Vier Krankenhäuser wurden von Raketen getroffen. Zwei befinden sich in der Stadt Asas an der türkischen Grenze und zwei in der Provinz Idlib. Unter den Krankenhäuser befanden sich Kliniken, die von der Hilfsorganisation Ärzte ohne Grenzen und dem UN-Kinderhilfswerk Unicef unterstützt wurden. Die syrische Beobachtungsstelle für Menschenrechte erklärte, russische Flugzeuge hätten eines der Krankenhäuser zerstört.
Der Direktor des Kinderhilfswerks Unicef, Anthony Lake, verurteilte die Luftangriffe. Zudem zeigte er sich entsetzt über Berichte, wonach zwei Schulen in Asas getroffen worden sein sollen.

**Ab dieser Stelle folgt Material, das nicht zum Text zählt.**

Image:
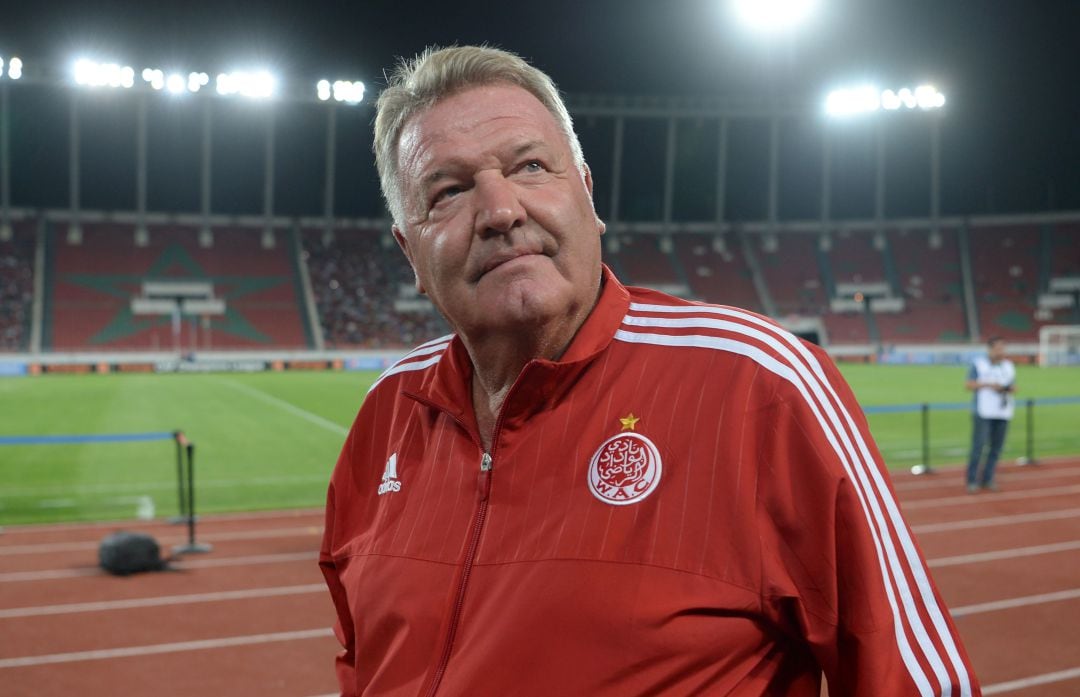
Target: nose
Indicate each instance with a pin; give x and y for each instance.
(498, 208)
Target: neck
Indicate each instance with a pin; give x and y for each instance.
(498, 360)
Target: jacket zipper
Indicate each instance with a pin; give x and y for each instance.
(477, 526)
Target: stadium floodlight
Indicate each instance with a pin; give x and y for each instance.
(257, 84)
(175, 83)
(197, 81)
(347, 91)
(14, 68)
(773, 16)
(103, 75)
(154, 78)
(866, 98)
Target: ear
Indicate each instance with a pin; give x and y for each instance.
(403, 243)
(586, 175)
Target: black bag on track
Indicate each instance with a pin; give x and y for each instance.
(123, 553)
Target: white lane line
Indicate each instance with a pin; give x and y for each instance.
(955, 480)
(106, 605)
(181, 565)
(996, 520)
(49, 574)
(244, 561)
(1023, 683)
(164, 648)
(292, 409)
(1011, 603)
(216, 537)
(967, 499)
(1003, 553)
(143, 487)
(210, 518)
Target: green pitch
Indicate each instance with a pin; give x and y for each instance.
(270, 440)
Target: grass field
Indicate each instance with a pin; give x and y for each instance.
(269, 440)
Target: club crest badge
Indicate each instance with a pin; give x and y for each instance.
(624, 469)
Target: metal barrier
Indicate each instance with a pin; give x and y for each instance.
(926, 407)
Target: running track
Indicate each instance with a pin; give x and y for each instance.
(252, 617)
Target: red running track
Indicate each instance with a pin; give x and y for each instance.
(252, 617)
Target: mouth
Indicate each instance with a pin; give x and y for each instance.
(502, 258)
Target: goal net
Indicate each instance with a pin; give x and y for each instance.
(1060, 345)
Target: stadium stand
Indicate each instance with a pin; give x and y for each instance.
(854, 259)
(16, 286)
(92, 285)
(847, 327)
(642, 262)
(928, 272)
(364, 292)
(792, 273)
(1064, 253)
(719, 277)
(1004, 262)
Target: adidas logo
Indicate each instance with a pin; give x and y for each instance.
(390, 482)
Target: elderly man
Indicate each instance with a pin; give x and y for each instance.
(594, 490)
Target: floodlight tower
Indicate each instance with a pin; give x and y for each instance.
(772, 21)
(348, 92)
(11, 69)
(868, 101)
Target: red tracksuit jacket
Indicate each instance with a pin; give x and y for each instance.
(687, 503)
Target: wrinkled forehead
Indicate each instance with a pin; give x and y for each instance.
(473, 119)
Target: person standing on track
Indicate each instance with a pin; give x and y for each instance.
(993, 378)
(594, 490)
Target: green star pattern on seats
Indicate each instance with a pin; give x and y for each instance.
(175, 257)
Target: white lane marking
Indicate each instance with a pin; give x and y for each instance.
(106, 605)
(955, 480)
(164, 648)
(181, 565)
(967, 499)
(161, 485)
(1014, 552)
(288, 406)
(52, 527)
(1023, 683)
(1011, 603)
(996, 520)
(217, 537)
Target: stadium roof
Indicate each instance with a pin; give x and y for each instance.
(1007, 67)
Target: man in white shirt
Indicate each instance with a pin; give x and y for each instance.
(991, 377)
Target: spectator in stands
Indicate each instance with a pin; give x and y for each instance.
(993, 378)
(593, 488)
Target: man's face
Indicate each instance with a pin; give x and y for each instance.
(499, 222)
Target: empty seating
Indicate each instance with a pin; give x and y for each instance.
(363, 284)
(928, 271)
(643, 263)
(792, 273)
(1004, 262)
(854, 259)
(16, 286)
(717, 273)
(93, 283)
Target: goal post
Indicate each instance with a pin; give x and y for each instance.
(1060, 345)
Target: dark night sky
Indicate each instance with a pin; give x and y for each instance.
(1011, 134)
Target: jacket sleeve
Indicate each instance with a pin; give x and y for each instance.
(851, 576)
(345, 661)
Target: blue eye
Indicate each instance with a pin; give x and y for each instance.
(449, 191)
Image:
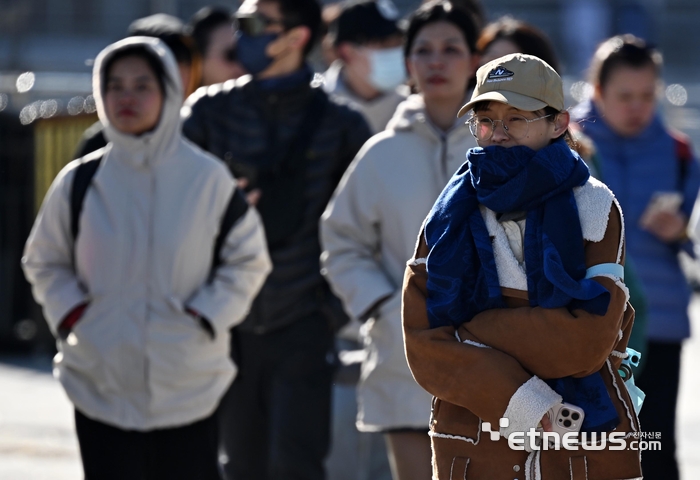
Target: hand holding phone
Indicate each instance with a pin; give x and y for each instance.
(663, 218)
(563, 418)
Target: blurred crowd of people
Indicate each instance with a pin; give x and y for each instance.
(222, 266)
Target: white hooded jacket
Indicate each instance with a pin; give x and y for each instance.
(136, 359)
(369, 232)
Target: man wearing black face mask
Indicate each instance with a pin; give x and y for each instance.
(289, 144)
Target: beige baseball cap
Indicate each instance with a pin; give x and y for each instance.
(523, 81)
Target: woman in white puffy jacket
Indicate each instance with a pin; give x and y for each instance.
(141, 316)
(369, 228)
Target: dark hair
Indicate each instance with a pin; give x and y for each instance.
(527, 38)
(170, 30)
(297, 13)
(474, 7)
(204, 22)
(362, 22)
(440, 11)
(622, 51)
(140, 51)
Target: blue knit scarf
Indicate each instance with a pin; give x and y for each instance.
(462, 276)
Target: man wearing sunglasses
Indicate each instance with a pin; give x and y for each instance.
(289, 144)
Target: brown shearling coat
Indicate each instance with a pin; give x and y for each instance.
(471, 384)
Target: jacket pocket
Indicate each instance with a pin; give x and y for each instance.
(458, 470)
(578, 466)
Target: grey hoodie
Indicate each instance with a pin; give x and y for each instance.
(136, 359)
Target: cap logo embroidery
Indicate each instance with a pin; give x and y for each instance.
(499, 74)
(388, 10)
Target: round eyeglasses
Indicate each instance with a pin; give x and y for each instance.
(515, 126)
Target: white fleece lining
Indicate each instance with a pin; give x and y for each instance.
(591, 199)
(457, 437)
(619, 283)
(470, 342)
(511, 274)
(527, 406)
(619, 395)
(622, 229)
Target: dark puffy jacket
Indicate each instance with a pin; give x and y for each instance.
(250, 129)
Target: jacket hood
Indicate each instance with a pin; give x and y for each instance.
(151, 147)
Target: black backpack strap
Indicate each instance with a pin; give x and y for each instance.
(237, 207)
(81, 182)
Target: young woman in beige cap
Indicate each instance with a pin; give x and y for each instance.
(514, 307)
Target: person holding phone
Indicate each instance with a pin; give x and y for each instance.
(655, 176)
(514, 302)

40.000 Anwohner ohne medizinische Versorgung
Der Einsatzleiter von Ärzte ohne Grenzen, Massimiliano Rebaudengo, sagte, das Krankenhaus in Maaret al-Numan sei bei zwei Angriffen innerhalb weniger Minuten mindestens viermal getroffen worden. «Dies war offensichtlich ein vorsätzlicher Angriff auf eine Gesundheitseinrichtung», sagte Rebaudengo. Jetzt hätten 40.000 Anwohner in einem Kriegsgebiet keinen Zugang mehr zu medizinischer Versorgung.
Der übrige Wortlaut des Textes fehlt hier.